15 Temmuz'da gerçekleşen askeri darbe girişimini "Ankara ve İstanbul’da gerçekleşen Türk-Amerikan savaşı" olarak yorumlayan Perinçek, Türkiye'nin ABD’nin piyonlarına karşı savaştığını ifade etti. Doğu Perinçek'in Aydınlık Gazetesi'nde bugün (10 Ağustos) yayımlanan yazısının ilgili kısmı şöyle:
"ABD, Türkiye’ye ambargo koyuyor. ABD yönetimi Türkiye’ye 'operasyon' ve Tayyip Erdoğan’ı devirme tertiplerini yayın organlarından ilan ediyor (Son örneği Newsweek, 31 Temmuz 2018). Dahası bu tertipler uygulanıyor.
"ABD ve İsrail, Doğu Akdeniz’de birbiri ardı sıra Türkiye’yi hedef alan askerî tatbikatlar yapıyor. Türkiye, hem yurt içinde hem Suriye ve Irak’ın kuzeyinde ABD’nin piyonlarına karşı savaşıyor.
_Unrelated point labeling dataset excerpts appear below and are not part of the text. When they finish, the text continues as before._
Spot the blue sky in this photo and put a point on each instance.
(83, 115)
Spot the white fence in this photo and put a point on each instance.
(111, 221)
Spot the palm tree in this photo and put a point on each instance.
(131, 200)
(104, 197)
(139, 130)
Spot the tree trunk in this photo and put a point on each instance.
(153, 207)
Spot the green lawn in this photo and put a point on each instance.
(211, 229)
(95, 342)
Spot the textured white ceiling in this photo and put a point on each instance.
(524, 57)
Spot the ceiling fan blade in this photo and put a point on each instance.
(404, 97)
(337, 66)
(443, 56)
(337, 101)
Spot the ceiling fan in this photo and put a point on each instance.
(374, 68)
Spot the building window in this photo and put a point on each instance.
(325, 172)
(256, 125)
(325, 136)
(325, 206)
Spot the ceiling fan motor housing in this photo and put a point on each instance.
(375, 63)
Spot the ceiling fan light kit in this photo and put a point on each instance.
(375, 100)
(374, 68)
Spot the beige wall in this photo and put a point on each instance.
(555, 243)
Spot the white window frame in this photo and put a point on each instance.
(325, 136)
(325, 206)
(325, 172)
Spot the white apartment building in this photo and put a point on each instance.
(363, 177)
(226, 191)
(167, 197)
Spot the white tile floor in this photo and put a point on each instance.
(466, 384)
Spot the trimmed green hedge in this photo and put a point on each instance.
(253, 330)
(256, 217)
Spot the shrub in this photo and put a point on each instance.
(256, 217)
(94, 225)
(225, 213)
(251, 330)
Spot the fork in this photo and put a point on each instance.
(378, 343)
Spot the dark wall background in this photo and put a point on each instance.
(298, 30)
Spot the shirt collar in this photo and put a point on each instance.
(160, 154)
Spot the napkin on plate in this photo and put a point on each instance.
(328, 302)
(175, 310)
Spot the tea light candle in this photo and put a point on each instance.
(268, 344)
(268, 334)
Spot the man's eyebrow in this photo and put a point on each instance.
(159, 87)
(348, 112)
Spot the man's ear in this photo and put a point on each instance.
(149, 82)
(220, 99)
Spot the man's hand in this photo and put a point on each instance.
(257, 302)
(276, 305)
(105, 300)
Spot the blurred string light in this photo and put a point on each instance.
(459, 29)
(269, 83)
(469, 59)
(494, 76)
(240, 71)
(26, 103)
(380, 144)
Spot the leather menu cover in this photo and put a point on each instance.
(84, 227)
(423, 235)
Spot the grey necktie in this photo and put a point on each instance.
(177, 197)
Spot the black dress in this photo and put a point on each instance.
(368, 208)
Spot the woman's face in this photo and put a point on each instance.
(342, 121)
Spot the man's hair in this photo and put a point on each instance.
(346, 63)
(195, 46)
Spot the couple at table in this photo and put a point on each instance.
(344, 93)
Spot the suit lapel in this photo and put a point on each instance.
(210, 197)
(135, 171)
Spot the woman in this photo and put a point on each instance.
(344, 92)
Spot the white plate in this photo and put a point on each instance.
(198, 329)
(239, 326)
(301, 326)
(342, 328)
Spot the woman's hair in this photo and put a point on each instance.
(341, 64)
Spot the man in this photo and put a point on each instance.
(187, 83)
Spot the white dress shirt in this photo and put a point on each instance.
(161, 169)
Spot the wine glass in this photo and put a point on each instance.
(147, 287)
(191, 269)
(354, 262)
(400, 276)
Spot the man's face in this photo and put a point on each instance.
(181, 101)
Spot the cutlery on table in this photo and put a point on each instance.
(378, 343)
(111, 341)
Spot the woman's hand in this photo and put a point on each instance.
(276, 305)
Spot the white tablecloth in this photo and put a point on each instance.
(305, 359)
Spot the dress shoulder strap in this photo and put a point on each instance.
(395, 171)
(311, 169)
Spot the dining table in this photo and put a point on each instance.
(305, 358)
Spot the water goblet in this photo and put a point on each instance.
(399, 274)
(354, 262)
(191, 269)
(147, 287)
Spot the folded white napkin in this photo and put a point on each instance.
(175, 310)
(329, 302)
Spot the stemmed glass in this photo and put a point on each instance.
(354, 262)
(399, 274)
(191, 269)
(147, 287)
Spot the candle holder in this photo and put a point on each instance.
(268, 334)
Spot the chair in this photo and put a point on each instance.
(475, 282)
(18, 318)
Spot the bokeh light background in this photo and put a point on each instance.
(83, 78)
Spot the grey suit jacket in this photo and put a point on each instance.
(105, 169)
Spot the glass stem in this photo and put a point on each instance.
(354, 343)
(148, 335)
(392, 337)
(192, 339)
Daha dün, 2016 yılı 15 Temmuz gecesi Ankara ve İstanbul’da Türk-Amerikan savaşı olmuş.
"Almanya gibi ciddî devletlerin yöneticileri dahil, bütün dünya, Türkiye-ABD savaşının hangi yönde gelişeceği üzerine öngörülerde bulunuyor.
"Türkiye’nin ABD emperyalizmine karşı mücadelesini “Saray Savaşı” olarak niteleyenlerden bir kesimi olgular karşısında görüşlerini değiştirdiler. Bir kesimi ise, Beyaz Saray’ın savaşçılarına dönüştüler. Bunlar, AKP’ye muhalefet perdesinin arkasına saklanıyorlar. Ancak artık Türkiye’ye karşı savaşın piyonları haline geldiler. En son Rahip Bronson eksenli mücadeleyi de “papaz pazarlığı” diye karalıyorlar. Her durumda Türkiye cephesinde tereddüt, karışıklık, bozgun kışkırtma peşindeler.
"Felsefî düzlemde ise, tam anmayla Metafiziğe batmış durumdalar. Başka deyişle fizik ötesindeler. Olgular onları ilgilendirmiyor. Hurafeleri gerçeğin yerine koyuyorlar. Önce şu anda şu veya bu ölçüde ABD emperyalizmiyle karşı karşıya gelen Tayyip Erdoğan yönetimine “antiemperyalist değil” külahını giydiriyorlar. Sonra olgulara gözlerini yumarak, AKP’ye muhalefet adına kendilerini ABD’nin kucağına atıyorlar. Böylece Kemalist Devrimin en temel karakteri olan vatan bütünlüğü ve bağımsızlık cephesinin karşısında konumlanıyorlar. ABD, Tayyip Erdoğan’ı devirme tertiplerini uygularken, onlar da, Vatan mevzisinden değil, ABD mevzisinden Tayyip Erdoğan’a karşı sözümona antiemperyalist mücadele yürütüyorlar. Dostları kaçınılmaz olarak PKK/HDP ve FETÖ.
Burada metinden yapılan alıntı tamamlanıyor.